FIG. 21A shows a conventional conductive bridging random access memory (CBRAM) type element 2100 having a bottom cathode (i.e., inert electrode) 2199, an ion conducting layer (solid electrolyte) 2197, and a top anode (i.e., active electrode) 2195. Conventional element 2100 can be programmed between different resistance states by application of a potential between the electrodes (2199 and 2195). Application of a programming potential can cause metal atoms to ionize and ion conduct within ion conducting layer 2197 to form conductive regions, e.g., a “filament” 2193. The presence or absence of such a filament 2193 can determine a data value stored by the memory element 2100. Anode 2195 can be a source of a metal that can ion conduct within ion conducting layer 2197. In the conventional CBRAM type element 2100, ion conducting layer 2197 has a large contact area with the anode 2195 and the cathode 2199, being in contact with a bottom surface of the anode 2195 and a top surface of the cathode 2199. In addition, a filament 2193 remains unconstrained in a direction transverse to filament creation. That is, a filament 2193 can generally grow in the vertical direction of FIG. 21A, and be relatively unconstrained in a horizontal direction (as well as in a direction directed into cross sectional view shown).

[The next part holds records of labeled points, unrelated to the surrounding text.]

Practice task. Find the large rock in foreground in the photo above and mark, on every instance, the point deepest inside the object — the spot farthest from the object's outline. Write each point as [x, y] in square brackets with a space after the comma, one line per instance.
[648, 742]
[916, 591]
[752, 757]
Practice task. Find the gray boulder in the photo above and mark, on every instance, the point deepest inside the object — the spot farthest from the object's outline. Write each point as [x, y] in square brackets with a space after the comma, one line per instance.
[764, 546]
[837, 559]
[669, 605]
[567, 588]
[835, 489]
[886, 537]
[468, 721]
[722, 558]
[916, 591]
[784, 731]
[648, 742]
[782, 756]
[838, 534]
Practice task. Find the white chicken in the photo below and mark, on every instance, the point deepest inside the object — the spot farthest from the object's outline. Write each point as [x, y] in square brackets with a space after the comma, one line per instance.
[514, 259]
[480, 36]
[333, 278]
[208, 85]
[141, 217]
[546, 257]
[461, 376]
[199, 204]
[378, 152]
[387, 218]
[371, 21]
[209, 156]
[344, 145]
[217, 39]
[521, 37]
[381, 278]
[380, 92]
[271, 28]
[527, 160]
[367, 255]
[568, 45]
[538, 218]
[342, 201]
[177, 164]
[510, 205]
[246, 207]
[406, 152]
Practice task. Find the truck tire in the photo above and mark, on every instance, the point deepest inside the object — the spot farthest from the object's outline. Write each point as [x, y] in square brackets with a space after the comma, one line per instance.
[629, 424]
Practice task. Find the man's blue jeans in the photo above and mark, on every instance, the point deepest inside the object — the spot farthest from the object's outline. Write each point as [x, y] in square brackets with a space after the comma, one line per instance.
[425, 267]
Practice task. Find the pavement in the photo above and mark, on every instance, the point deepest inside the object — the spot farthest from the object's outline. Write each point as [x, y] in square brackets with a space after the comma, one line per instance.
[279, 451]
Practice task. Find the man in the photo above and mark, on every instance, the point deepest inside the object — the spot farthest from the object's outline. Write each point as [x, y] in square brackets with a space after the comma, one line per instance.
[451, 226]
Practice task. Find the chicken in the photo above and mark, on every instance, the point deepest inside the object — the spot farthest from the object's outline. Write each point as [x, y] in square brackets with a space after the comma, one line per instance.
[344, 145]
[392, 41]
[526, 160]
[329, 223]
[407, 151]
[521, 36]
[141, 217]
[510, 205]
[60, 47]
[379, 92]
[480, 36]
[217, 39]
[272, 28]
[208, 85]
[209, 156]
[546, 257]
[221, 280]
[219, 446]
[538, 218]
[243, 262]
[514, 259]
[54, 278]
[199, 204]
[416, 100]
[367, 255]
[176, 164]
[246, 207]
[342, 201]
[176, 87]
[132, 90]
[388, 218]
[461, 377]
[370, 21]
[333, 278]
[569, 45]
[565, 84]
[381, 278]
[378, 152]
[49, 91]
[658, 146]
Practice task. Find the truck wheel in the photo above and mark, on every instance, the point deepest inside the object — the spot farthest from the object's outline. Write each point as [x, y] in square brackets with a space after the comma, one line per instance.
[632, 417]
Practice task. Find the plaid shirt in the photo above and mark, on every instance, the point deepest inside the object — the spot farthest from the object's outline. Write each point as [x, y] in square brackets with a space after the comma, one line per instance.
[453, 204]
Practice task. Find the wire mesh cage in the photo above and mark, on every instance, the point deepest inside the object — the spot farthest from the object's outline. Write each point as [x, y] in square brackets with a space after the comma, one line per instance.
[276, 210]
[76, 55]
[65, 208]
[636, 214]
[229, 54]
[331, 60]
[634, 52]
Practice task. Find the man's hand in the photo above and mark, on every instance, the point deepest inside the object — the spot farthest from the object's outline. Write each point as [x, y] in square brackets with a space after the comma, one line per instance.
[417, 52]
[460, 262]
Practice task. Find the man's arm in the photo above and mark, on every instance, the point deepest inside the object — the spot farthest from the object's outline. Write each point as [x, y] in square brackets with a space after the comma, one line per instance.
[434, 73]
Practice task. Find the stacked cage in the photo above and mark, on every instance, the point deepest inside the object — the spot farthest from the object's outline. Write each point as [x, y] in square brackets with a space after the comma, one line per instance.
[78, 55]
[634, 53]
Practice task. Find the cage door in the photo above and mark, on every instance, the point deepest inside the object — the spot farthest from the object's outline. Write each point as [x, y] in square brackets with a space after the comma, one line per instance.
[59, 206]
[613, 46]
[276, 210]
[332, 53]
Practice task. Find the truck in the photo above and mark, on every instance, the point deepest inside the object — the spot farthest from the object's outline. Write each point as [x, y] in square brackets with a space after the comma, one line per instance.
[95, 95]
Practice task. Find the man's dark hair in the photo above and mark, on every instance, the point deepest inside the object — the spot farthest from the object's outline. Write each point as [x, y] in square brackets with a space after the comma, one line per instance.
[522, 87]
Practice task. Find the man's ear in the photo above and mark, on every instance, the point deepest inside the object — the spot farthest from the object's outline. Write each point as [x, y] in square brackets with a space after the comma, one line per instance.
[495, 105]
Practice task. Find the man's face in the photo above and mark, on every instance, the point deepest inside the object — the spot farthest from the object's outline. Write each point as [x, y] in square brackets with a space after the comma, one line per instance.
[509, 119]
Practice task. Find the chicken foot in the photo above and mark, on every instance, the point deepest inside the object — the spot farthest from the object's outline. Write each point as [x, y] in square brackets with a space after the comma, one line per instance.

A drawback to some conventional CBRAM type elements can be a tendency for a filament to agglomerate back into an electrode and/or within ion conducting layer 2197 in a fashion detrimental to a conductive path between the electrodes (2199 and 2195). A representation of undesirable agglomeration is shown in FIG. 21B. FIG. 21B shows element 2100 after the passage of time and/or after temperature cycles. Agglomeration of atoms of the filament 2193′ can result in an undesirable change in resistance of element 2100 from a low resistance to a higher resistance. This can present limits to data retention and/or thermal stability of the memory element 2100.
Another drawback to some conventional CBRAM type elements can be insufficient thermal stability. In particular, if subject to sufficiently high temperatures, or sufficient durations at elevated temperatures, the anode 2195 can agglomerate in an amount large enough to create an electrical short between the electrodes (e.g., 2199 and 2195) through the ion conducting layer (e.g., 2197). A representation of undesirable agglomeration of the anode 2195 is shown in FIG. 21C. Grain 2196 of agglomerated anode 2195′ can contact electrode 2199. Such a contact can be detrimental to the ability of a memory element 2100 to be programmed to a high-resistance state. This can present limitations on the ability of a memory cell 2100 to store data based on changes in impedance.